In both 2005 and 2011, SEM has received the Blue Ribbon School award by the U.S. Department of Education.

SEM was ranked as second best high school in the United States in 2007 according to the survey "The 1200 Best Public High Schools in the USA", it was eighth in 2006 and sixth in 2005. In 2007, SEM was ranked as the 18th best public high school in America by U.S. News & World Report.

The College Board announced that SEM is number 1 in the world for passing minorities in Calculus AB and number one in the United States for passing Hispanics in Computer Science. In 2006, SEM was visited by President George W. Bush for excellence in education and the school's philosophy of emphasizing math and science, something he stressed in his 2006 State of the Union address. The school consistently ranks number one in D Magazine's Best Public High Schools in Dallas and has been named the Academic UIL District Champion for District 9-5A and 11-5A in 2006 and 2007 respectively.

In 2011, SEM was ranked the number 1 high school in America by the Washington Post. The school was also ranked number 1 in the Newsweek list of America's Best High Schools. In 2012, it was ranked the number one high school in the North Texas area by Children at Risk, a research and advocacy institute dedicated to helping children:

- 2012 - SEM wins the Intel School of Distinction Award for the Best High School Math Program in the Country.
- 2012 - SEM Ranked #2 (out of 1900 public high schools) -Washington Post High School Challenge
- 2012 - SEM Ranked #4 (out of 1000 public high schools) -Newsweek.com [1]

In 2018, SEM was ranked as the 13th best public high school in America by U.S. News & World Report.

In 2019, SEM was ranked as the number 1 best public high school in Texas by the U.S. News & World Report. SEM also ranked 12th place as the best public high school in America.

In 2026, SEM was ranked as the number 3 best public high school in Texas by the U.S. News & World Report.
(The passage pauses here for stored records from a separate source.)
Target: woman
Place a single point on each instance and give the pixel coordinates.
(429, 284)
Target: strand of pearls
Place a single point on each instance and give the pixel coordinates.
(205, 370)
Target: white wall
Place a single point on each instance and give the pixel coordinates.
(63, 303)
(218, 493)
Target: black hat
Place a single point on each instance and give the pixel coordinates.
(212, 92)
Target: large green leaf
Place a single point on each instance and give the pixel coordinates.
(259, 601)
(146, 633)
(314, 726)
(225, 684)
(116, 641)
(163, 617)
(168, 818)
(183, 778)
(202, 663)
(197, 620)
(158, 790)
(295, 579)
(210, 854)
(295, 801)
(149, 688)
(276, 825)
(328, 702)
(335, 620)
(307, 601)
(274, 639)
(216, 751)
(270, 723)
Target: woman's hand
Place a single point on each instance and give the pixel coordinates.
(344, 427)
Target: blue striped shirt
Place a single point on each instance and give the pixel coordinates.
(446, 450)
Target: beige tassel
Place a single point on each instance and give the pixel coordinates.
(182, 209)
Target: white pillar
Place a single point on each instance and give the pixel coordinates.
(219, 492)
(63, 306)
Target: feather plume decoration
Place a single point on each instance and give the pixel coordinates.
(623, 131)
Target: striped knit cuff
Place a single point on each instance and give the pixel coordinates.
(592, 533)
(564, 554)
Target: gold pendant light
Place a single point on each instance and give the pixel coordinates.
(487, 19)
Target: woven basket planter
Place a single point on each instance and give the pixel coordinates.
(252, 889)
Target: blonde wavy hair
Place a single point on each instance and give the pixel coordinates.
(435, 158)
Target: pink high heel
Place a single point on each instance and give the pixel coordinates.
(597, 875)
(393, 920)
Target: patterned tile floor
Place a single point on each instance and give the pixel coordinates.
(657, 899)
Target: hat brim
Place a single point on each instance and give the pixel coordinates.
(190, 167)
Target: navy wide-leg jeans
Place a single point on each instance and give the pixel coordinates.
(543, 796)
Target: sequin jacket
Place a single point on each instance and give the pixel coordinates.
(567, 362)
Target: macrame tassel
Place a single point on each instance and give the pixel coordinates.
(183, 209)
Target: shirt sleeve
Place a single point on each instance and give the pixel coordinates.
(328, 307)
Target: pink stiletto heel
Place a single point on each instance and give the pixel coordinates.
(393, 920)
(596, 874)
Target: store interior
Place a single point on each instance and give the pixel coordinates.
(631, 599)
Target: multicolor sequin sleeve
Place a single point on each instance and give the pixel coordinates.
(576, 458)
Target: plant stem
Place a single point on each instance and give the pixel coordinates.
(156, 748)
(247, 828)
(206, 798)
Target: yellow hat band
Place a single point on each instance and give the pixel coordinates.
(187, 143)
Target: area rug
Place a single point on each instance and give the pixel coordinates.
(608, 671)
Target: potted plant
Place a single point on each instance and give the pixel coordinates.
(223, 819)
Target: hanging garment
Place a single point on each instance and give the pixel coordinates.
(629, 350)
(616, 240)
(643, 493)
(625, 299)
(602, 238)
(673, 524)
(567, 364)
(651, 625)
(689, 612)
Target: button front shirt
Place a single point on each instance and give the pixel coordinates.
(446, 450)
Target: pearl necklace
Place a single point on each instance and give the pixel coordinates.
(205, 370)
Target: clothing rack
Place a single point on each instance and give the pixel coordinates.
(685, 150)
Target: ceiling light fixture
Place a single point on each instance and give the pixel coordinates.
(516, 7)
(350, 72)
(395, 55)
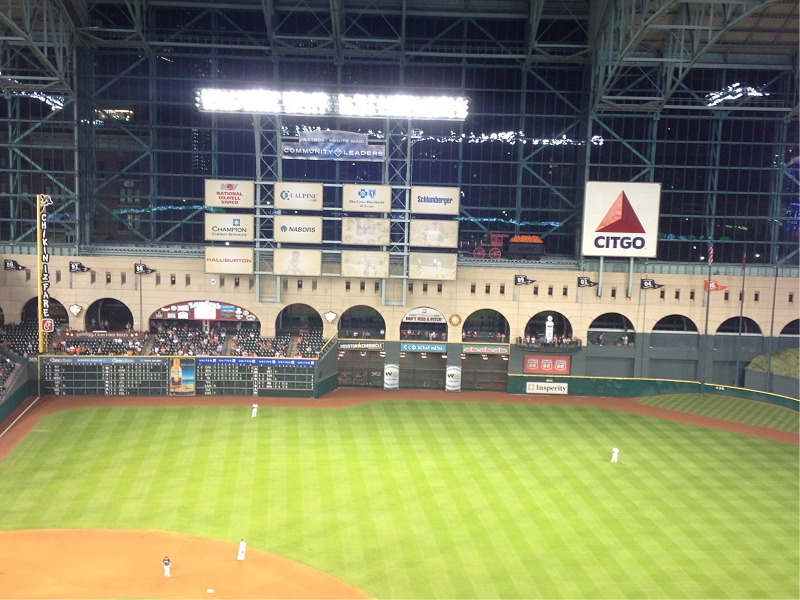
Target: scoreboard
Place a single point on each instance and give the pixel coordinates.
(104, 376)
(234, 376)
(174, 376)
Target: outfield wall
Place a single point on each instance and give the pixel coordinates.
(630, 388)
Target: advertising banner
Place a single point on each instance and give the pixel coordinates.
(423, 347)
(433, 234)
(356, 263)
(363, 231)
(230, 193)
(478, 348)
(298, 196)
(297, 262)
(391, 377)
(230, 227)
(229, 260)
(453, 379)
(298, 230)
(366, 198)
(334, 145)
(424, 315)
(621, 219)
(435, 200)
(546, 364)
(430, 265)
(543, 387)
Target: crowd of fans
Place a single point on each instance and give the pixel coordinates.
(187, 340)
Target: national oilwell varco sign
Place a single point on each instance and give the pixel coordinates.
(621, 219)
(230, 193)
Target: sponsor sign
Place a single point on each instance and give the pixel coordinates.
(365, 264)
(363, 231)
(435, 200)
(360, 345)
(546, 364)
(433, 234)
(423, 347)
(293, 261)
(621, 219)
(452, 380)
(230, 193)
(484, 349)
(542, 387)
(298, 230)
(199, 310)
(229, 227)
(229, 260)
(391, 377)
(334, 145)
(429, 265)
(46, 323)
(272, 362)
(298, 196)
(424, 315)
(366, 198)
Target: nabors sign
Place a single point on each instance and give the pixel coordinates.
(621, 219)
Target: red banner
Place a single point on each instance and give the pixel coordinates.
(546, 364)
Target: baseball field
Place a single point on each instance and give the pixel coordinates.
(365, 493)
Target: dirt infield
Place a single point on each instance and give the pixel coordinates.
(126, 564)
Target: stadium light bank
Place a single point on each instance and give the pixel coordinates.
(442, 108)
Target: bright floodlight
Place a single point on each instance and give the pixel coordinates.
(344, 105)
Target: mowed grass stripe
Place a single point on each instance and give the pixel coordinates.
(437, 499)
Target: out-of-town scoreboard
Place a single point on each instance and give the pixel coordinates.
(174, 376)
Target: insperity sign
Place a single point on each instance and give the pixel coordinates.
(621, 219)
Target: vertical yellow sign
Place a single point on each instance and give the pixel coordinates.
(46, 323)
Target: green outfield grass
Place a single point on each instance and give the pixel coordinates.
(434, 500)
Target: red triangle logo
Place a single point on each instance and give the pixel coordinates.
(620, 218)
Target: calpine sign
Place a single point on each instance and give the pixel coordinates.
(621, 219)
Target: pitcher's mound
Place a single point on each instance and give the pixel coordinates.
(78, 563)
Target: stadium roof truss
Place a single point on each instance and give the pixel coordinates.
(638, 57)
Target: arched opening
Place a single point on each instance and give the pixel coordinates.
(611, 329)
(548, 328)
(297, 317)
(674, 331)
(485, 325)
(108, 314)
(362, 322)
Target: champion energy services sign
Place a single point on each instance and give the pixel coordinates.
(229, 227)
(230, 193)
(621, 219)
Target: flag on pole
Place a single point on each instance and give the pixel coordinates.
(711, 285)
(650, 284)
(142, 269)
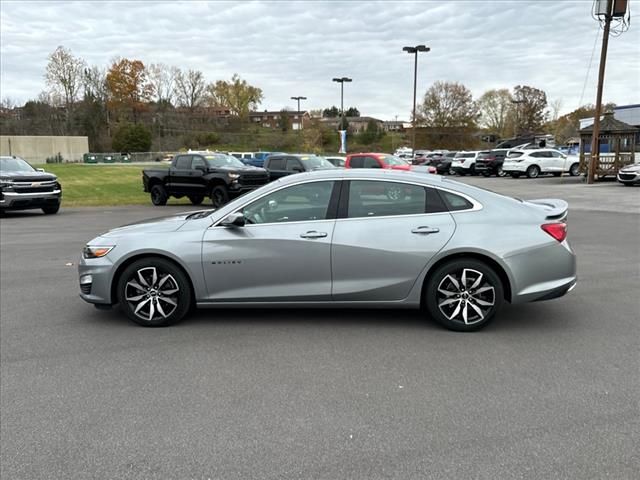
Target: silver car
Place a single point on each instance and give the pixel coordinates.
(339, 238)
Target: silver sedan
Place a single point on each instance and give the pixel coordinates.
(340, 238)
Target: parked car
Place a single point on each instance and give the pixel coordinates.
(533, 163)
(23, 187)
(337, 161)
(630, 175)
(489, 162)
(464, 163)
(286, 164)
(442, 162)
(332, 238)
(197, 175)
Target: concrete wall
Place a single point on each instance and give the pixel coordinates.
(36, 149)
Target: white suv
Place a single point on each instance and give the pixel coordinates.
(532, 163)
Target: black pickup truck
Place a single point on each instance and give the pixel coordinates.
(197, 175)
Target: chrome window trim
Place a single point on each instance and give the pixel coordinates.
(477, 206)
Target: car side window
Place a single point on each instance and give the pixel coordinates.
(370, 162)
(276, 163)
(455, 202)
(356, 162)
(369, 198)
(198, 162)
(294, 165)
(183, 162)
(298, 203)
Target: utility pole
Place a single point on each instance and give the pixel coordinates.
(414, 51)
(595, 141)
(298, 99)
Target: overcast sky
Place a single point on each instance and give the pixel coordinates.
(295, 48)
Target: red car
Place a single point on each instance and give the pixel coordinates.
(380, 160)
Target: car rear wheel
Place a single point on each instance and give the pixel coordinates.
(574, 170)
(159, 195)
(154, 292)
(219, 196)
(196, 199)
(533, 171)
(51, 210)
(464, 294)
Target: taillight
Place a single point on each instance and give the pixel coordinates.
(556, 230)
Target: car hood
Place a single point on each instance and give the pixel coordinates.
(152, 225)
(635, 168)
(27, 176)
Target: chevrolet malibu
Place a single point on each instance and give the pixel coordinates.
(336, 238)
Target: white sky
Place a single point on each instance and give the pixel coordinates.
(295, 48)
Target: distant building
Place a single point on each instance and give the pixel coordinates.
(272, 119)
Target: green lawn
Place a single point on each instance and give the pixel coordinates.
(97, 185)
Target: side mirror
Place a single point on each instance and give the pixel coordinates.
(234, 220)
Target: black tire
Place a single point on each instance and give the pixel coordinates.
(157, 309)
(533, 171)
(159, 195)
(219, 196)
(574, 170)
(451, 313)
(196, 199)
(51, 210)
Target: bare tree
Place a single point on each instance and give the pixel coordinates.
(163, 79)
(448, 104)
(64, 75)
(494, 107)
(190, 88)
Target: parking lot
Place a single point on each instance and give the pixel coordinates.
(548, 390)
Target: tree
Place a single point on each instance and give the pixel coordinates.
(448, 104)
(190, 88)
(236, 95)
(352, 112)
(163, 80)
(332, 112)
(64, 77)
(132, 138)
(530, 106)
(128, 86)
(494, 107)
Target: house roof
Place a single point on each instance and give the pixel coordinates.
(611, 124)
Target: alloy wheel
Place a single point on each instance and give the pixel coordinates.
(152, 294)
(466, 296)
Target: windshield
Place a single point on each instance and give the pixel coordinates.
(10, 164)
(391, 160)
(313, 163)
(222, 160)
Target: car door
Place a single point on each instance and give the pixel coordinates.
(283, 253)
(180, 175)
(384, 237)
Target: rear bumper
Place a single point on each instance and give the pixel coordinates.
(24, 201)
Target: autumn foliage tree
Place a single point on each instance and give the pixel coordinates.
(128, 86)
(448, 104)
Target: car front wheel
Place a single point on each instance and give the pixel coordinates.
(154, 292)
(464, 294)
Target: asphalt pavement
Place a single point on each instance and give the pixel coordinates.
(548, 390)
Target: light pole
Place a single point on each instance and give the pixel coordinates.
(415, 50)
(341, 81)
(298, 99)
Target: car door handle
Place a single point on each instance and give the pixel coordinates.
(313, 234)
(425, 230)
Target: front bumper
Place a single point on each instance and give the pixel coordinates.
(24, 201)
(630, 178)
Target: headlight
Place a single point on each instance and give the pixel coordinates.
(93, 251)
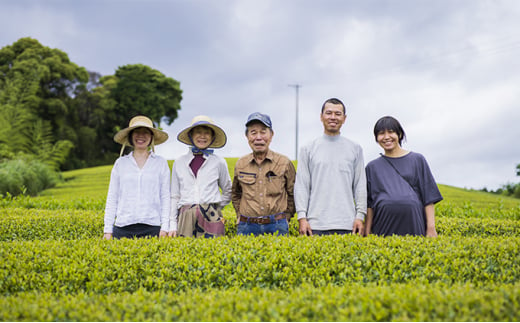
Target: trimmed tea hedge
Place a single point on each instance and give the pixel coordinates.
(353, 302)
(64, 224)
(248, 262)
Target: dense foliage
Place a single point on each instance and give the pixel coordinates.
(57, 112)
(56, 267)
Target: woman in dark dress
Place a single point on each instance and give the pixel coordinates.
(401, 189)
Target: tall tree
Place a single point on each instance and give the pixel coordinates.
(139, 89)
(57, 77)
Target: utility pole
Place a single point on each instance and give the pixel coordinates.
(297, 88)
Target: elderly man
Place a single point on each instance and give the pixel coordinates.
(331, 190)
(262, 190)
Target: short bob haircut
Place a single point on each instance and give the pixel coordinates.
(391, 124)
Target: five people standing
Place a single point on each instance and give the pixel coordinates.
(330, 191)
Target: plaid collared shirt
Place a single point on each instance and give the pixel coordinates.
(264, 189)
SEM also ranked 23rd as the best public high school in America.

==Extracurricular activities==

Due to rules and regulations involving magnet schools, SEM has no sports teams (although students may participate in those of their home schools). However, it does provide a wide variety of extracurricular activities and UIL teams:

- Orchestra
- UIL Calculator Team
- UIL Journalism Team
- Academic Decathlon
- "Big D" Marching Band
- UIL Number Sense Team
- Townview Theatre Company
- Choir
- Intergirls
- French Club
- Environmental Science/Volunteering Club
- Chess Club
- Latin Club
- Robotics
- UIL Literary Criticism
- National Honor Society
- National Latin Honor Society
- UIL Math Team
- SEM Yearbook
- UIL One Act Play
- UIL Current Issues & Events Team
- UIL Science Team
- Finance/Economics Club
- Debate
- UIL Social Studies
- UIL Computer Science Team

SEM won the AAAAA individual UIL Computer Science event at the UIL State competition in Austin, Texas in 2001, and also won the AAAAA team UIL Computer Science competition in both 2000 and 2001. SEM also won the 2012 and 2013 Academic UIL Region 2 5A competition. At the 2015 UIL State competition in Austin, SEM put up the highest team score in UIL Calculator Applications in all of Texas. In recent years, SEM has consistently placed 1st in AAAA (4A) in UIL and TMSCA Number Sense and General Math, as well as often placing either 1st or 2nd in UIL/TMSCA Calculator Applications and UIL Computer Science.